For her, policy, education, and industry must work together to close the gender gap in technology.
“Take up space. Your growth is a gift.”
Legacy
When she speaks about legacy, she does not talk about buildings, companies, or awards.
She talks about girls in robotics teams.
She talks about scholarships, mentoring programs, internships, international robotics competitions, teacher training programs, and knowledge exchange initiatives.
To the long-term impact of Mylene Abiva’s robotics education in the Philippines—girls entering robotics teams, leading projects, competing internationally, and eventually shaping industries.
She hopes that the organisation she leads — FELTA Multi-Media Inc., a company that has spent decades introducing innovative instructional materials and educational technology in the Philippines — will continue to be a pioneer in robotics technology integration in the Philippine curriculum.
She also hopes that the Philippine Robotics National Team — already composed of around forty percent girls — will continue to represent the country in international competitions and inspire future engineers and innovators.
Changing the Education System
Mylene Abiva is not only the President and CEO of FELTA Multi-Media Inc. She is also a marketing leader, entrepreneur, robotics education advocate, mentor, and one of the most influential women in Philippine business and technology education.

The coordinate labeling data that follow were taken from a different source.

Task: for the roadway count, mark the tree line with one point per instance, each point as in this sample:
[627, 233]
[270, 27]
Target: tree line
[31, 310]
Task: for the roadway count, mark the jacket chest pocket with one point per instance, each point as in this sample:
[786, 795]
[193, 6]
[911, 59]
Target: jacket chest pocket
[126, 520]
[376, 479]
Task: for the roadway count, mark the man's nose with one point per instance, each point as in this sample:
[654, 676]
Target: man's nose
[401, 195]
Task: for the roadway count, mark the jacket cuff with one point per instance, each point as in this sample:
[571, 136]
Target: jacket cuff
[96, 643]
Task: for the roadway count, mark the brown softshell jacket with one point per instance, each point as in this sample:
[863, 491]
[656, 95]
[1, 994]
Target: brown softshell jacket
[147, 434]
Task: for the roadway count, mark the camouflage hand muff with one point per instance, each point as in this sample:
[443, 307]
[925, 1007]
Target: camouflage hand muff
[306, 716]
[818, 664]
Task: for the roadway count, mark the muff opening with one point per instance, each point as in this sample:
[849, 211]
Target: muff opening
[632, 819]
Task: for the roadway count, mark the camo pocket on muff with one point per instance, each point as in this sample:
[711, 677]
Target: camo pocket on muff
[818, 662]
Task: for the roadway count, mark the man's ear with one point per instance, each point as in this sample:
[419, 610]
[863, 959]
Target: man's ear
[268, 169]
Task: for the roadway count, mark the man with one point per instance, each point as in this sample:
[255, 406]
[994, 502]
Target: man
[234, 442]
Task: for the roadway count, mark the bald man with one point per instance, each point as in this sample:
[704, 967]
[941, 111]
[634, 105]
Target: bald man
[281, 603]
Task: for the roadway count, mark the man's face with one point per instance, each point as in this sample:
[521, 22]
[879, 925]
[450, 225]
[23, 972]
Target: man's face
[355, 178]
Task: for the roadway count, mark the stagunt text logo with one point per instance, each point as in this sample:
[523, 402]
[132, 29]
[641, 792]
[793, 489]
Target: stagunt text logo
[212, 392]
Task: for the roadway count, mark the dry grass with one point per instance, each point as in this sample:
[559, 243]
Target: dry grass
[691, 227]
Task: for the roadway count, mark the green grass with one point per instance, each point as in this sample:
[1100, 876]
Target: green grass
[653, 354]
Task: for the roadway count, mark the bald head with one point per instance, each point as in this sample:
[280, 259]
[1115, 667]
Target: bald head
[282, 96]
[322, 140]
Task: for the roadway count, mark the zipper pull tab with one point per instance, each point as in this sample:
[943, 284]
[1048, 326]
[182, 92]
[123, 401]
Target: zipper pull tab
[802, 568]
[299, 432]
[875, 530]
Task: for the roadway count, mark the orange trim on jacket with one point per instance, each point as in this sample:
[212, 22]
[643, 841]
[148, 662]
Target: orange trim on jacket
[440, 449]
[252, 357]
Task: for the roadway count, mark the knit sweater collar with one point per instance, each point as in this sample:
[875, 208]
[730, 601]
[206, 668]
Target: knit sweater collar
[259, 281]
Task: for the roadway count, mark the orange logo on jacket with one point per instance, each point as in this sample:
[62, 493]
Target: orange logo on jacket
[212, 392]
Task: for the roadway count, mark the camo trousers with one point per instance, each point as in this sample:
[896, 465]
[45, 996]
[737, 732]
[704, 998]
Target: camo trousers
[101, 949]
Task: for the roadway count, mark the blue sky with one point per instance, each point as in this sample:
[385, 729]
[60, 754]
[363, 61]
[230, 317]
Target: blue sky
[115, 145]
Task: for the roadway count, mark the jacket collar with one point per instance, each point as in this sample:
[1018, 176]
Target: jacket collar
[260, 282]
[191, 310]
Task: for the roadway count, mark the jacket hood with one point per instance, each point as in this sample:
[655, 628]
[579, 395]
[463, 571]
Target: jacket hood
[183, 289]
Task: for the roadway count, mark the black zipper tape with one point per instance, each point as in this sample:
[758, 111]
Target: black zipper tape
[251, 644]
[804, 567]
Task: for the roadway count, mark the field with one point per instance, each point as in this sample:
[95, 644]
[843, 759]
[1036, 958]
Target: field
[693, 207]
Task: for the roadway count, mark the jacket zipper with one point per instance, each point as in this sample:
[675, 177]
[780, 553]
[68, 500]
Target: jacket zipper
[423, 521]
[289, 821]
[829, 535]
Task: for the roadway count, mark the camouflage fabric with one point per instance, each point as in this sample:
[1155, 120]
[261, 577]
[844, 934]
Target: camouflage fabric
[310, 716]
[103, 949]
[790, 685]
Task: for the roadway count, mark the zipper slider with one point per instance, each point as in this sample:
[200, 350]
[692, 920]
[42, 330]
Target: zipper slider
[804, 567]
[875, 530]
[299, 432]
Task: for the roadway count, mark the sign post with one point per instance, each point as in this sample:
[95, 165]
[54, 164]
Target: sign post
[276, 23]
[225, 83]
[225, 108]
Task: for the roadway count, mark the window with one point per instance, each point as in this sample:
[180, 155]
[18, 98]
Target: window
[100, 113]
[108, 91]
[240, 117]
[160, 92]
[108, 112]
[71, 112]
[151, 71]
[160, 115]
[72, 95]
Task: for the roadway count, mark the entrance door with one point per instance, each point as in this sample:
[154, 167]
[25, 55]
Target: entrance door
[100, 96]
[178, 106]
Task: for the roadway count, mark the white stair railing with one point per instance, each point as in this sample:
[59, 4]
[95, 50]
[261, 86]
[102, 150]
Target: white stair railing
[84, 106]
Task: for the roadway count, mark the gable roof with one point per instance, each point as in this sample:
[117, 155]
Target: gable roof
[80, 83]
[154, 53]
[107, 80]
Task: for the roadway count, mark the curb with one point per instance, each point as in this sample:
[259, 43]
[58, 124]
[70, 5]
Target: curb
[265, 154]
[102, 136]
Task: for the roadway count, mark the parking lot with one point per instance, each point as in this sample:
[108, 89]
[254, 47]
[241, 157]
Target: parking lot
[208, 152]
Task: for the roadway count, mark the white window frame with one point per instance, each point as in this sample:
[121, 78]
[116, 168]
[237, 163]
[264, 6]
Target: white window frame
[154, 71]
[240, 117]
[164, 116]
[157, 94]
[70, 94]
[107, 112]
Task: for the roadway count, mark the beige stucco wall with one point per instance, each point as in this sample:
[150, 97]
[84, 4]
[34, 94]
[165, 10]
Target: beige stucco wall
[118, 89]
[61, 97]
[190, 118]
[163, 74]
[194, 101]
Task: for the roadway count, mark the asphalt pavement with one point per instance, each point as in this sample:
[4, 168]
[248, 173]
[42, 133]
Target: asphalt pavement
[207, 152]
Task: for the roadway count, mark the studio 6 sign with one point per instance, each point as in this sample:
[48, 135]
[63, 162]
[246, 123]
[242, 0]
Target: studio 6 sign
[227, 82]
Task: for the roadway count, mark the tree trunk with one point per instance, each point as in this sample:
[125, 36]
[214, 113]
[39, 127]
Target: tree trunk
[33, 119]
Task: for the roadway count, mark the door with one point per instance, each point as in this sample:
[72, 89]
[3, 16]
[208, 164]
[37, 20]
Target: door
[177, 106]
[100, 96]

Over the years, she has served as Past President of the Philippine Marketing Association, organiser of the Philippine Robotics Olympiad, World Robot Olympiad Ambassador, Go Negosyo mentor, and President of the Women’s Business Council Philippines. She has been recognized as Ernst & Young Entrepreneur of the Year (Women Entrepreneur), ASEAN Woman Entrepreneur, one of the 100 Most Influential Filipina Women in the World, and a United Nations Women Empowerment Awardee for leadership and gender-responsive marketplace initiatives.
But titles and awards are not what define her work. Her work has never been only about robots. It has always been about confidence, opportunity, education, and leadership — and the belief that the future should be built by everyone.
One day, many of the engineers and innovators coming from the Philippines will not know her name, but they will be working in a future she helped build. And that is the kind of power that lasts.